Pour ce qui est du fonctionnement de l’entreprise, c’est moi qui gère tout. Mais sinon dans la fabrication, il y a la dorure que je fais sous-traiter, à Paris. Sinon depuis un peu plus d’un an, je fais faire de la découpe chimique. Il n’y a pas vraiment de valeur ajoutée à découper ces pièces moi-même, même si c’est ce que je faisais avant. En fait il n’y a pas vraiment de différences… découpe à la main ou découpe chimique, sauf qu’il y a un gain de temps assez énorme. Et puis après de toute manière, j’interviens toujours sur la pièce pour d’autres étapes : soudure, percer les pièces, les emboutir…


Quel est le geste, ou l’étape de fabrication que tu préfères ?

Je dirais la découpe au bocfil quand même, même si ça prend beaucoup de temps.
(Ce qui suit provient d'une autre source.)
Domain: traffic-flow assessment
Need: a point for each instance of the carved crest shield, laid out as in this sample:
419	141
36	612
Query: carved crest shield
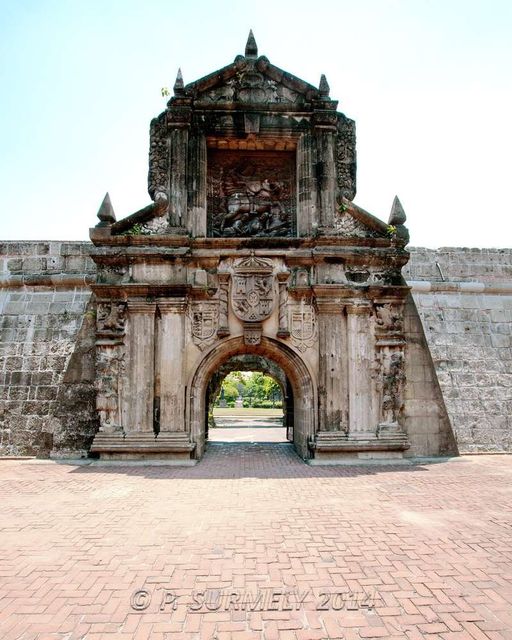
252	293
203	318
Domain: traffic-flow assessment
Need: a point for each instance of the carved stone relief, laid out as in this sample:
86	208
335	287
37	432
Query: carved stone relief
110	362
303	325
158	178
388	317
251	87
250	194
252	289
345	158
203	322
393	377
110	317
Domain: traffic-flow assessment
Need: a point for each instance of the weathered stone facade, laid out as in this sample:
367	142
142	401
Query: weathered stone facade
47	348
252	250
65	426
252	247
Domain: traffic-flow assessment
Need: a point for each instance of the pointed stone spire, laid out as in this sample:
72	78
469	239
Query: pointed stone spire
106	213
324	87
397	215
178	85
251	48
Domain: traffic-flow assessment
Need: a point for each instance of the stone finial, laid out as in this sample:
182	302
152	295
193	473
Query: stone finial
324	87
251	48
397	215
106	213
178	84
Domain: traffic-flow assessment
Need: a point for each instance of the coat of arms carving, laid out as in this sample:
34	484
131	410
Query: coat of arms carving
204	320
252	290
303	326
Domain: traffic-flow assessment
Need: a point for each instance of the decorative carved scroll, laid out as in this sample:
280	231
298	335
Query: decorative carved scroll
388	317
346	157
110	317
390	360
252	291
110	362
282	330
252	333
303	326
158	178
223	329
393	382
251	87
251	194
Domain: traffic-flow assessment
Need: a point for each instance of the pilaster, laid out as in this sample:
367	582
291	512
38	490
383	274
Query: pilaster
171	344
359	370
141	317
333	389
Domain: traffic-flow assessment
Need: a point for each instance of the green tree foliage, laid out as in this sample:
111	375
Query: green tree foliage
256	388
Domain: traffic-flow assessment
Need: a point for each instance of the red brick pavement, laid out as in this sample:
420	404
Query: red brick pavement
209	552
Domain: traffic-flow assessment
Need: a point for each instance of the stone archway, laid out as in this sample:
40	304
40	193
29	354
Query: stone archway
295	369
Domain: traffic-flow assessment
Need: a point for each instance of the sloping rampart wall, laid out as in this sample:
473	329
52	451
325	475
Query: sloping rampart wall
462	310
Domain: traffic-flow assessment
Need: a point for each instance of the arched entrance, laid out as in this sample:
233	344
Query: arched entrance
251	364
301	386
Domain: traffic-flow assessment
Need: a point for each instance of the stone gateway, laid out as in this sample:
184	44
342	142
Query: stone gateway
251	249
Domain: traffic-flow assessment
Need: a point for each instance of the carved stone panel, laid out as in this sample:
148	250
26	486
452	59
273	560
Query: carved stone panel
252	289
251	193
204	322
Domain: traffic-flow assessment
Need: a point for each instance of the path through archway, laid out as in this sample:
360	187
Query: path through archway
301	413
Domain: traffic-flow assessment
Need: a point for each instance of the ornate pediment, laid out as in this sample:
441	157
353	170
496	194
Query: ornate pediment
250	86
351	221
252	80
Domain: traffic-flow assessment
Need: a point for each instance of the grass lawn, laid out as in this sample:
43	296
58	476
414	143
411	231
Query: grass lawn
247	412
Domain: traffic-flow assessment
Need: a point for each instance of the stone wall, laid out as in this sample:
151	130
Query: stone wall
464	300
46	348
463	297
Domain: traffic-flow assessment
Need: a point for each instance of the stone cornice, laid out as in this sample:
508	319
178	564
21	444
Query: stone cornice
140	306
127	291
173	305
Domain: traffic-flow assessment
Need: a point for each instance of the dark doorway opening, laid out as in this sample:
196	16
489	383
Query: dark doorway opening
249	399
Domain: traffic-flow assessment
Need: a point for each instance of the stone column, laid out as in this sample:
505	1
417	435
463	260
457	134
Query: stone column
283	330
110	358
326	146
141	372
333	390
178	185
171	343
307	219
359	371
196	180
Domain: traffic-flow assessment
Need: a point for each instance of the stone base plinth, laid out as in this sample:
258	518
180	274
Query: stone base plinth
336	447
175	447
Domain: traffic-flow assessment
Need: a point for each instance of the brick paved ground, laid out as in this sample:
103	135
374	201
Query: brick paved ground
91	552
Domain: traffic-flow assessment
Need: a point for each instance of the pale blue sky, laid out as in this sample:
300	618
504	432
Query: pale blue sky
429	83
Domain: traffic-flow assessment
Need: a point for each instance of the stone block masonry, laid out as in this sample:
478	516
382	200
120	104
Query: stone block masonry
46	358
464	299
462	310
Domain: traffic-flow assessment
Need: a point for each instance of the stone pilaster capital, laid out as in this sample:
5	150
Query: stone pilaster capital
172	305
223	277
358	308
324	306
139	306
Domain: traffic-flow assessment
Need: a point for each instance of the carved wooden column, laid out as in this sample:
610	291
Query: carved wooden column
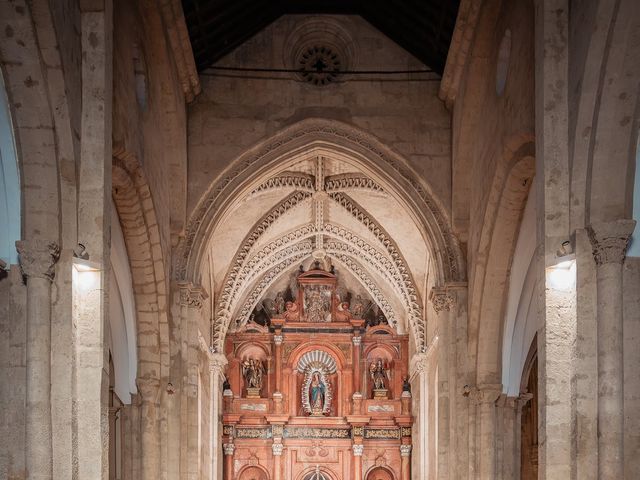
405	462
610	241
228	449
277	340
277	448
357	450
37	261
357	375
191	300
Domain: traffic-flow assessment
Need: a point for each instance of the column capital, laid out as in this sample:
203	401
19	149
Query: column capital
277	448
610	240
38	257
405	450
217	363
441	299
191	295
149	389
484	394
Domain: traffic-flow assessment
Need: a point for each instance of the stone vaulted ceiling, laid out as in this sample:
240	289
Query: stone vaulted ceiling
422	27
319	207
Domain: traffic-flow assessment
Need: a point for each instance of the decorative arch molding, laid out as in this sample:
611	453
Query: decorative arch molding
134	203
297	180
342	140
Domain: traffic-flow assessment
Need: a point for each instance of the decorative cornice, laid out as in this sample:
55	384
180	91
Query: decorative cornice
38	258
298	180
610	240
485	394
351	181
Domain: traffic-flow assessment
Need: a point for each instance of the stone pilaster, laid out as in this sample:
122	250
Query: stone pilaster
610	241
484	397
37	261
191	301
443	303
217	365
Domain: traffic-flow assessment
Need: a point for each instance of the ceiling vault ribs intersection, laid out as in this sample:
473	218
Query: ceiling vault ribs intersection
422	27
255	266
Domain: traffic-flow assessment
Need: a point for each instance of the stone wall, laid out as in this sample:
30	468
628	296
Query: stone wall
237	110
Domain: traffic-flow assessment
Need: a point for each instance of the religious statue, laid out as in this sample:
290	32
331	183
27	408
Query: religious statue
279	304
379	374
316	394
343	314
358	307
291	313
253	372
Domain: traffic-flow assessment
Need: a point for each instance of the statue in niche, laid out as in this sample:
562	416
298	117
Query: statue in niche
317	304
358	307
379	374
343	314
279	304
253	373
291	312
316	394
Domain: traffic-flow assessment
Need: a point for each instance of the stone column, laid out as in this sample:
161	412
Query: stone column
442	304
37	261
191	301
485	398
610	241
357	450
228	448
405	462
277	448
277	340
217	364
357	375
150	427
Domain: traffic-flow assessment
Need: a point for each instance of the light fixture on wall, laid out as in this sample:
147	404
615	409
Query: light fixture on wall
80	251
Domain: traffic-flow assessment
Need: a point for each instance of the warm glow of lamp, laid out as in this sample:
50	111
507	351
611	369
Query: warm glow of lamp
562	276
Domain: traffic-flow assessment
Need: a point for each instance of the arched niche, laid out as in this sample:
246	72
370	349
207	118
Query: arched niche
253	472
335	379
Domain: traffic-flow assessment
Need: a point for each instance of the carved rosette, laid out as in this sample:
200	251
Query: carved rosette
610	240
442	300
192	296
38	258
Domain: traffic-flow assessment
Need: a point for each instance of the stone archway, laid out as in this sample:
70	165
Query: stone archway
380	473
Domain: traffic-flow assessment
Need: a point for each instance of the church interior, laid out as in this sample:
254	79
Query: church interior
331	240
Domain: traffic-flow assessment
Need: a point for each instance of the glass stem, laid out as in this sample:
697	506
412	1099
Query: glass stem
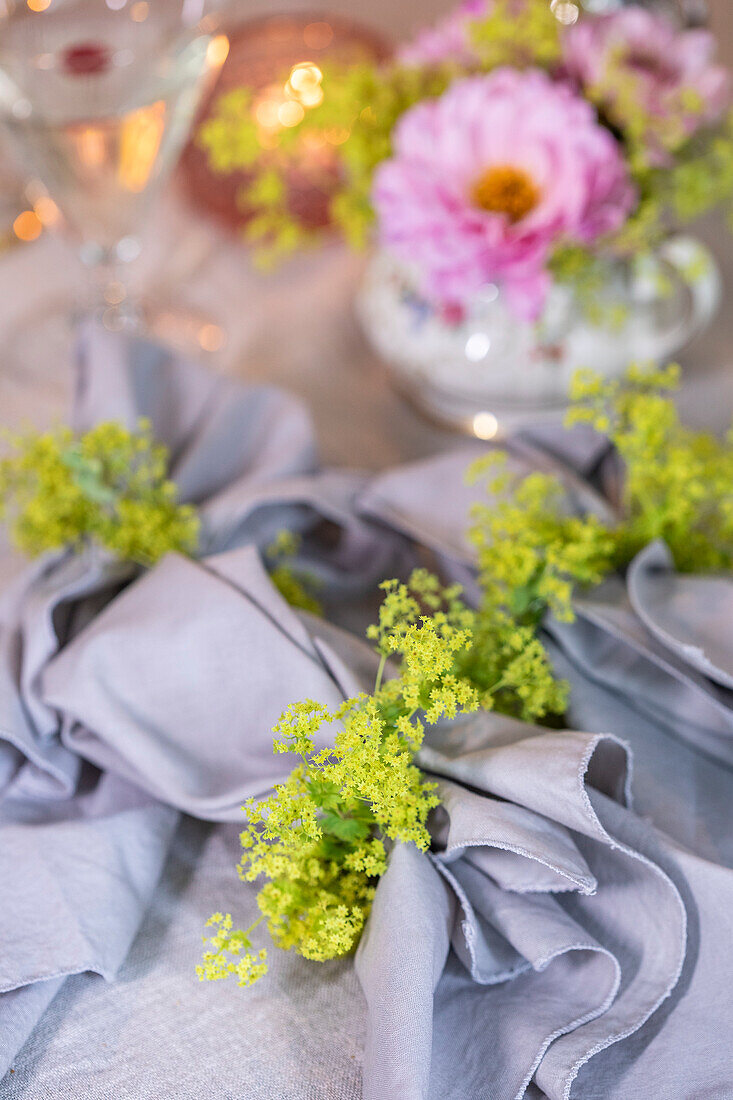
111	303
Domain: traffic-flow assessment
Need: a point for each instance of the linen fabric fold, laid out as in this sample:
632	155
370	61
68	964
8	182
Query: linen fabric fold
245	458
554	942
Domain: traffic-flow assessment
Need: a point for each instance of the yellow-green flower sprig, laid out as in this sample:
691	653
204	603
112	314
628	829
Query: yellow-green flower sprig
107	486
678	483
518	34
354	122
321	839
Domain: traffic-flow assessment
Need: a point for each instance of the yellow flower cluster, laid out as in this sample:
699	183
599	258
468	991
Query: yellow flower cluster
321	839
678	484
108	486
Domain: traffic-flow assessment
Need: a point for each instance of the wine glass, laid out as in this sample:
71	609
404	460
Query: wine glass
97	97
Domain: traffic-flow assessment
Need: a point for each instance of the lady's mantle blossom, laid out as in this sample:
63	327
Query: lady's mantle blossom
488	179
648	76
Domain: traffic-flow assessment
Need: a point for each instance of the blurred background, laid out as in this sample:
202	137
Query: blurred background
294	326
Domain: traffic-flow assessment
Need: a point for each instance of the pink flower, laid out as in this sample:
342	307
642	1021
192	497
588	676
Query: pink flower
665	69
489	178
446	41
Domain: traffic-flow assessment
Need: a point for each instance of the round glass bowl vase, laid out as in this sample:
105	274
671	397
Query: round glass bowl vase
485	372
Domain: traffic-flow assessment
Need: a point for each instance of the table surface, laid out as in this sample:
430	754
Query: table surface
294	328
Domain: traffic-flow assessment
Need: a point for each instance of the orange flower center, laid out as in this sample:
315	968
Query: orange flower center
505	189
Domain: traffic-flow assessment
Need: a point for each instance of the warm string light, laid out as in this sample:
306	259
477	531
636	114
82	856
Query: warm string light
565	11
284	106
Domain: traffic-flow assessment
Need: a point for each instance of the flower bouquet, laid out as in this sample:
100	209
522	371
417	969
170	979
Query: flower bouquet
524	182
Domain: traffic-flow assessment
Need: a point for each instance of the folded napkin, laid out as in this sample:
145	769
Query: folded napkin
663	639
81	853
553	943
566	936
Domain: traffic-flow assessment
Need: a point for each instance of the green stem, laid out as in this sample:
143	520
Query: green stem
380	673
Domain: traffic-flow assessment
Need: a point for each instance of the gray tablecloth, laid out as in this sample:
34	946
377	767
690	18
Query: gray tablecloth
566	937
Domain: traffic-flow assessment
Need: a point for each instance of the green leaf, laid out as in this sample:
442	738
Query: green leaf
345	828
325	794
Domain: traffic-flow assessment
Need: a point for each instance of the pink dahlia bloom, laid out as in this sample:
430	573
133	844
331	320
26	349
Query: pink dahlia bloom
487	179
448	40
665	64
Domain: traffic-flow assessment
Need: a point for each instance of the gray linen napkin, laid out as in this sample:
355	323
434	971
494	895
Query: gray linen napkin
545	930
565	938
245	457
652	636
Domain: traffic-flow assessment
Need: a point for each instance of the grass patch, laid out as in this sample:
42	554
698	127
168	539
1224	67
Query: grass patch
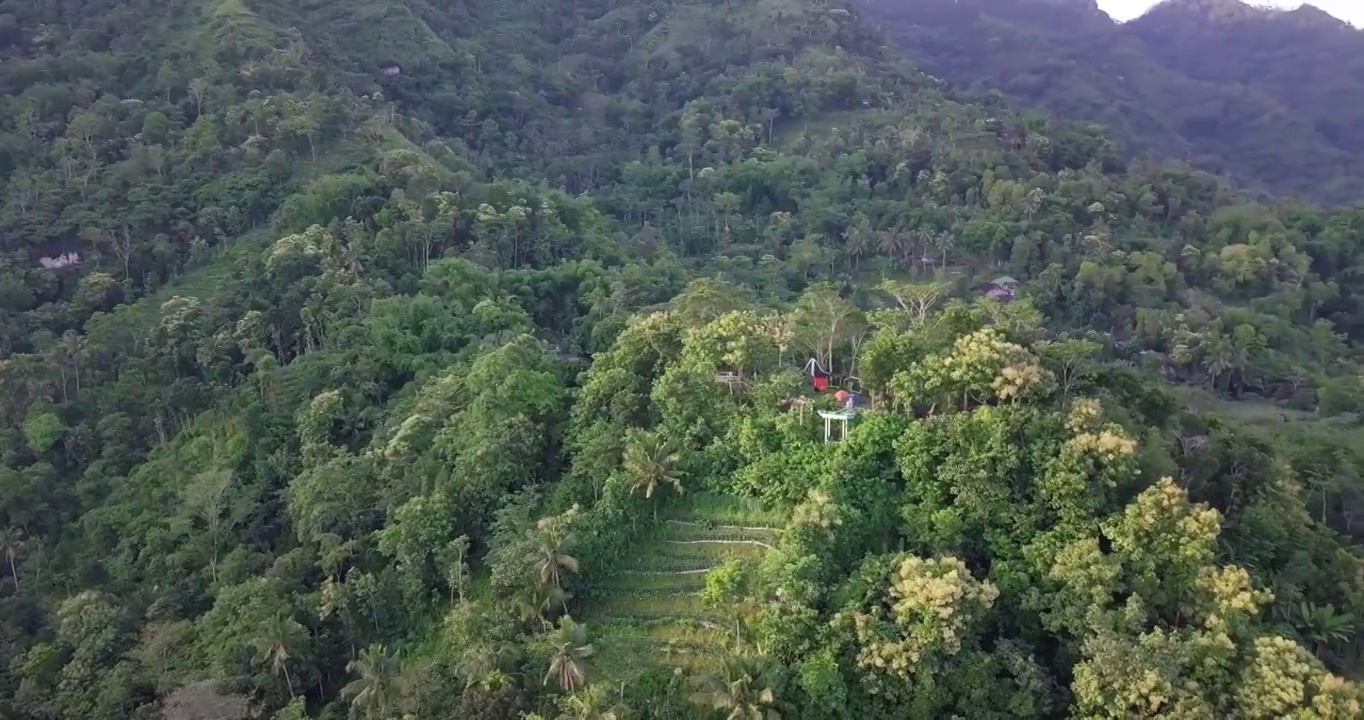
651	614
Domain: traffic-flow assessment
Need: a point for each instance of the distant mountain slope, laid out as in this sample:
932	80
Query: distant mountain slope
1273	100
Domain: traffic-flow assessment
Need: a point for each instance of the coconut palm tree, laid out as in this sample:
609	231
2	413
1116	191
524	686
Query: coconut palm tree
1323	626
649	464
280	640
11	544
534	602
741	690
550	555
377	685
569	648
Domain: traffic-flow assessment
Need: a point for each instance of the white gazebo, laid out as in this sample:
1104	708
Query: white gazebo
836	416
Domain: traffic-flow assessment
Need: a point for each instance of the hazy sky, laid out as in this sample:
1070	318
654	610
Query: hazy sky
1345	10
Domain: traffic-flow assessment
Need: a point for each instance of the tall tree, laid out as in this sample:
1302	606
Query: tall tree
651	464
278	641
569	649
377	685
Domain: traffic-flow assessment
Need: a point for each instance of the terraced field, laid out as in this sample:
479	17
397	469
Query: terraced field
652	614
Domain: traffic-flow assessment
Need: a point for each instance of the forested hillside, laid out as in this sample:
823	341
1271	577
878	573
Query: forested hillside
1267	97
614	359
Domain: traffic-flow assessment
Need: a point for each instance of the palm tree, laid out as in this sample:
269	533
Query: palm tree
11	543
377	685
550	555
1323	626
569	647
280	640
741	690
649	464
534	602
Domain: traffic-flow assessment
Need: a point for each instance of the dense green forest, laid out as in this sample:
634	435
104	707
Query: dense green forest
443	360
1233	89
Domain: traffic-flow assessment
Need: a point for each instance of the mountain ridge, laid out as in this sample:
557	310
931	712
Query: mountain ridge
1263	97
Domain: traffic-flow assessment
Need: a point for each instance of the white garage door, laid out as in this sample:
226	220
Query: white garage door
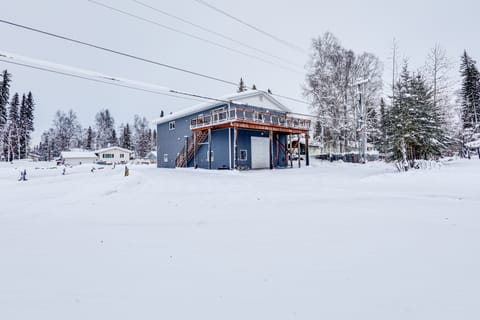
260	153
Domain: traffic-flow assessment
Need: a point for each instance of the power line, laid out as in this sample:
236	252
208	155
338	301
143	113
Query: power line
117	52
95	80
221	35
131	56
288	44
114	81
192	36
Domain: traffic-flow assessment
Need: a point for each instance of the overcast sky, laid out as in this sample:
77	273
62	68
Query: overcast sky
360	25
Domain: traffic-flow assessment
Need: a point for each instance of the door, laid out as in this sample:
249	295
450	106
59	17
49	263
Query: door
260	153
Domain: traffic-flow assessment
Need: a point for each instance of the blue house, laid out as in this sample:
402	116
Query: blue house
248	130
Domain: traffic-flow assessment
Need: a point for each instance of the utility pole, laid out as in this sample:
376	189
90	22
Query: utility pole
363	116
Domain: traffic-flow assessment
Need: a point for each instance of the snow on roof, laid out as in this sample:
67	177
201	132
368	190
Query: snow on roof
77	154
235	98
112	148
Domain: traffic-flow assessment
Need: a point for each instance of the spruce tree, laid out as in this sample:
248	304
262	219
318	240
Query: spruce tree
22	127
415	126
4	97
104	124
113	138
154	138
470	93
89	140
28	120
12	133
241	86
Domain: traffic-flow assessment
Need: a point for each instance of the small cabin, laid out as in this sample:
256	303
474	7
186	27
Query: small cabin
114	155
77	157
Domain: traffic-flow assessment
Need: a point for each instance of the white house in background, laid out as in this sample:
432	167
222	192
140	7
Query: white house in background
114	155
77	157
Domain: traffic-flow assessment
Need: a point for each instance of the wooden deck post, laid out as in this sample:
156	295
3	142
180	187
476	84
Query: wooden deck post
277	153
209	148
235	147
270	137
195	149
298	149
307	153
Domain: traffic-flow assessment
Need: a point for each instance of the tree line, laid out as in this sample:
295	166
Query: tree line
16	121
421	118
67	133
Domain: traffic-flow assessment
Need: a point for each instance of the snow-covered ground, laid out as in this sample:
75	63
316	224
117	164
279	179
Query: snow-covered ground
332	241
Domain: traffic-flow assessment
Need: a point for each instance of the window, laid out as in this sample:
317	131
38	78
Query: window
211	153
243	155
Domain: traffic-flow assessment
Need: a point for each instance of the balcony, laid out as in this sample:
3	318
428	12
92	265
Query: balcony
245	117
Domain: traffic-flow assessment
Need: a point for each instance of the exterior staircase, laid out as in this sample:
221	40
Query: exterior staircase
181	161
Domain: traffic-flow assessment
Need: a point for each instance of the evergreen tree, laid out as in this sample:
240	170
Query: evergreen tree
67	132
11	143
22	128
154	138
4	97
382	145
127	138
142	138
89	140
28	121
416	127
104	125
470	93
241	86
113	140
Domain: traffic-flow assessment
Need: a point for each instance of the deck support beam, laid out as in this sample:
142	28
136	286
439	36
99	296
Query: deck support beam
195	165
209	148
270	138
307	153
235	147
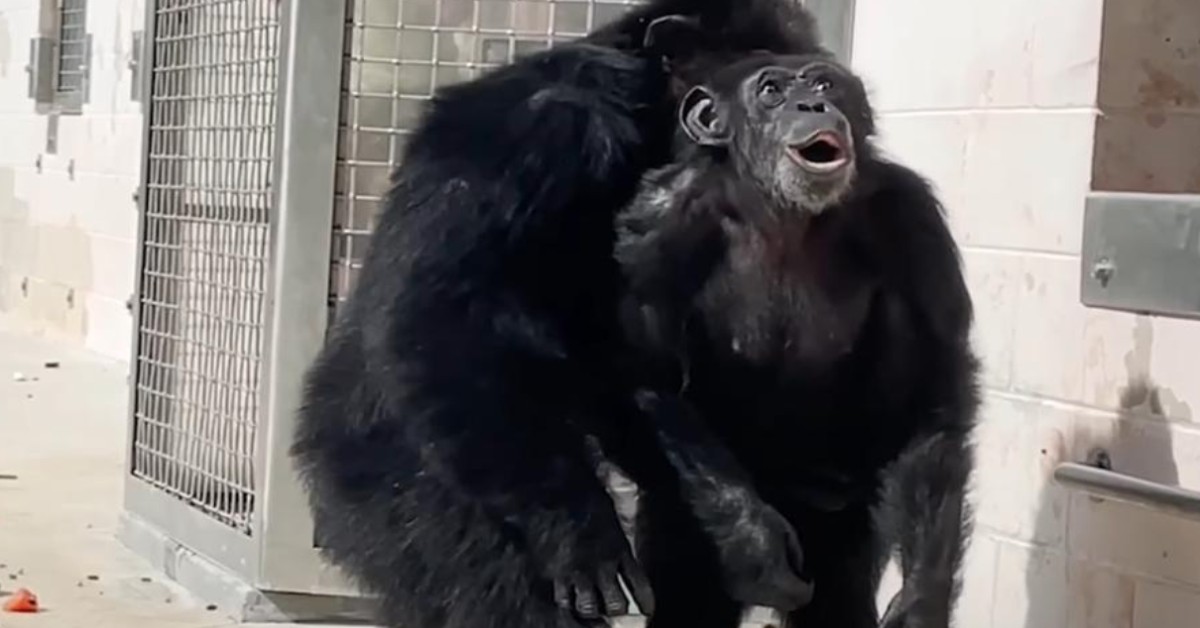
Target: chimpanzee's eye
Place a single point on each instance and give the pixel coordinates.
(771, 94)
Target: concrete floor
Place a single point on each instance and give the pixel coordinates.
(63, 434)
(61, 461)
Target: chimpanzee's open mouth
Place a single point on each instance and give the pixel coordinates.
(822, 153)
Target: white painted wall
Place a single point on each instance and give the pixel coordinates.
(996, 103)
(70, 238)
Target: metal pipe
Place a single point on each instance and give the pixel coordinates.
(1128, 489)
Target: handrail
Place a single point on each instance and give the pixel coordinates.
(1128, 489)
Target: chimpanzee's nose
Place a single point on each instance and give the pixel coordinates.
(814, 106)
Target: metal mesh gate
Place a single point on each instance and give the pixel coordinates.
(258, 114)
(397, 53)
(204, 252)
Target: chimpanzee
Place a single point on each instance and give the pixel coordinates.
(442, 435)
(801, 328)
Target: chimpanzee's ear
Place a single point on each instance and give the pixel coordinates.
(672, 36)
(701, 118)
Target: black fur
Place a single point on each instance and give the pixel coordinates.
(442, 430)
(828, 351)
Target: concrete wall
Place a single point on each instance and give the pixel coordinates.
(999, 103)
(67, 221)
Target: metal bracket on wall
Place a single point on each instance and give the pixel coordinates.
(1101, 482)
(136, 55)
(1141, 253)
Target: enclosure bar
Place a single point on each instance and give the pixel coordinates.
(1119, 486)
(301, 222)
(148, 53)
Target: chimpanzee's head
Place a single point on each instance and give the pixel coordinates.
(797, 126)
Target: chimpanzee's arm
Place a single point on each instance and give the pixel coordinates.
(928, 515)
(924, 510)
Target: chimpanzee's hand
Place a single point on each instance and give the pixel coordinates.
(587, 563)
(761, 560)
(910, 609)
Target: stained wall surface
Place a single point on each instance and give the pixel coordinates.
(1017, 111)
(67, 217)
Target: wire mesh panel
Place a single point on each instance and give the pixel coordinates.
(72, 46)
(204, 252)
(397, 53)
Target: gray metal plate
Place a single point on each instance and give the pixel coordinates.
(1141, 252)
Je trouve que ça a un côté assez reposant.

Après, il y a aussi le martelage : un peu plus physique et un peu plus difficile de tenir sur la durée.  

Interview Alix Tran, créatrice de MySen, sur www.apprendre-la-bijouterie.com
Crédit photo : Andrea Bresciani Levideau


Quelle est la création dont tu es la plus fière ou alors celle que tu préfères ?

Je dirais, les lotus. En fait c’est une des premières pièces, enfin c’est même la première pièce que j’ai faite pour la marque. Ca vient d’un bijou que j’ai fait à l’école que j’ai un peu transformé. J’aime bien en fait les pin’s lotus parce que ce sont des fleurs qui restent un peu mobiles autour d’une tige, il y a des petites vibrations quand on bouge, je trouve que c’est assez représentatif de la marque.

Interview Alix Tran, créatrice de MySen, sur www.apprendre-la-bijouterie.com


Quand j’ai connu tes bijoux, ce qui m’avait beaucoup plu, c’est ce côté très sensoriel : le petit tintement, le côté mobile, notamment de ces pin’s et de ces bagues lotus….

C’est aussi en lien aussi avec la nom de la marque puisque Mysen ça veut dire « jolie fleur de lotus » en vietnamien !


J’ai une dernière question : si tu avais un conseil à donner à un créateur ou une créatrice qui se lance aujourd’hui, qu’est-ce que ce serait ?

Je dirais peut-être le fait de ne pas attendre que tout soit parfait pour se lancer. Ne pas avoir peur de se lancer, même si le site Internet est incomplet, même si on n’a pas une collection complète de bagues, boucles d’oreilles, colliers, bracelets, qui soit vraiment cohérente. Je pense que c’est important de montrer ce qu’on a déjà fait, même si ce n’est pas encore parfait. Mais de toute façon on s’améliore au fur et à mesure des rencontres, des expériences…

Tu as bien raison, je suis tout à fait d’accord avec ce conseil ! Merci Alix de nous avoir consacré du temps pour nous raconter ton parcours et ta vision du métier.